The outlook for the global economy heading into 2023 has worsened, according to a number of recent analyses, as the ongoing war in Ukraine continues to weigh on trade, particularly in Europe, and as markets await a more complete reopening of China’s economy after months of turmoil due to the COVID-19 lockdown.
In the United States, signs of a tightening labor market and slowing business activity have fueled fears of a recession. Globally, inflation increased and business activity, particularly in the euro area and the UK, continued to contract.
In an analysis published Thursday, the Institute for International Finance forecast a global economic growth rate of just 1.2 percent in 2023, which is on par with 2009, when the world was just beginning to emerge from the financial crisis.
The Organization for Economic Co-operation and Development (OECD) also agrees with the pessimistic forecast. In a report released this week, the organization’s interim chief economist, Alvaro Santos Pereira, wrote: “We are currently facing a very difficult economic outlook. Our core scenario is not a global recession, but a significant slowdown in global economic growth in 2023, as well as still high, albeit declining, inflation in many countries.”
US interest rates
In the US, inflation and the Federal Reserve’s efforts to combat it have been dominant factors in most analyzes of the current and future state of the economy.
The US is facing its highest inflation rate in 40 years, and prices have started to rise significantly in mid-2021. By the start of 2022, annual interest rates were over 6%, and although they fluctuated a bit, they touched a high of 6.6% in October.
Beginning in March, the central bank’s Federal Open Market Committee (FOMC), which sets key interest rates, made a dramatic series of hikes, raising the benchmark interest rate from 0.0% to 0.25% to today between 3.75% and 4.0%.
The idea behind the Fed’s moves is to change consumer incentives. By making savings rates more attractive and borrowing rates less, the central bank aims to reduce demand and thereby slow the rate of price growth.

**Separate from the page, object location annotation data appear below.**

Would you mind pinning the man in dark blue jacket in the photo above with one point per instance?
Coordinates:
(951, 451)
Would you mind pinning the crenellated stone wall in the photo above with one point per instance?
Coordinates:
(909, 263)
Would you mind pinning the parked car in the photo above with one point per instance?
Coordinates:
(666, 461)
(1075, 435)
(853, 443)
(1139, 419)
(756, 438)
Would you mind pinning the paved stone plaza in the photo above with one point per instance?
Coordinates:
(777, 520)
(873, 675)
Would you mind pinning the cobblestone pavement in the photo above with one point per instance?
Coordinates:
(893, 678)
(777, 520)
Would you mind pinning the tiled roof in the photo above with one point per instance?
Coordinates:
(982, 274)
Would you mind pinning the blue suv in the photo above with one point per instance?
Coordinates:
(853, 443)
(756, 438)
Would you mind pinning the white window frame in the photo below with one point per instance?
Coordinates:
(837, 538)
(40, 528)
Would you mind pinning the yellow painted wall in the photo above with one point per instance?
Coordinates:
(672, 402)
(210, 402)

In general, the Fed considers an annual inflation rate of 2% to be healthy and considers this to be its long-term goal.
The Fed’s goal is to control inflation without plunging the economy into a damaging recession. And while many economic signs suggest that efforts to slow demand may be working, the threat of a recession still looms.
Evidence released this week showed that business activity in the US contracted for the fifth consecutive month as companies responded to reduced consumer demand. Although the economy has continued to add jobs in recent months, claims for jobless benefits are rising, pointing to a possible softening of the labor market.
The Federal Reserve released the minutes of the FOMC meeting in early November this week. The minutes revealed a pessimistic view of the US economy in the coming year among central bank economists.
Among their findings was that “they saw the possibility of the economy going into recession sometime in the next year as almost as likely as the starting point.”
A “substantial majority” of the committee’s voting members have indicated they believe it is time to slow the rate of rate hikes, suggesting the FOMC will back away from its recent 0.75% hikes when it meets in December. and may have raised interest rates by as little as 0.5%.
A global struggle
Internationally, governments face a difficult challenge: supporting their citizens at a time when prices are rising dramatically, especially for necessities such as food and fuel, which have been hit hard by the war in Ukraine.
In a report this week, the International Monetary Fund warned of the difficult balance governments must manage, saying: “With many people still struggling, governments should continue to prioritize helping the most vulnerable to cope with rising food bills and energy and cover other costs. — but governments should also avoid adding to aggregate demand, which would risk raising inflation. In many developed and emerging economies, fiscal restraint can lower inflation while reducing debt.”
According to the Institute of International Finance (IIF), global growth will be low but net positive in 2023, with certain areas facing declines. Chief among them is Europe, where the IIF forecasts a 2.0 percent fall in cumulative GDP.
To the extent that there are bright spots in the global economy in 2023, they are in areas such as Latin America and China.
For many Latin American countries, where exports of raw materials, including timber, ore and other important economic inputs drive many economies, global inflation has proven beneficial as prices for these goods have risen. The IIF report projects GDP growth of 1.2 percent across the region, despite much of the rest of the world seeing an economic contraction.
China has suffered economic damage as a result of President Xi Jinping’s “zero COVID” strategy, which has resulted in large-scale lockdowns of entire cities and regions, causing severe disruption to economic activity. The IFF and other organizations expect a significant easing of Chinese policy next year, leading to economic growth of as much as 2.0 percent as the Chinese economy tries to revive.
UK to suffer
With the exception of Russia, which is still reeling from crippling sanctions related to its invasion of Ukraine, the UK faces the bleakest outlook for the coming year of any of the world’s major economies.
With inflation well ahead of inflation in other countries, annual price increases are expected to touch 10% by the end of the year, before slowly easing in 2023.
Among the G-7 countries, the UK is the only one in which economic output has not returned to pre-pandemic levels and is forecast to contract further. The OECD predicts that the UK economy will shrink by 0.3% in 2023 and grow by just 0.2% in 2024.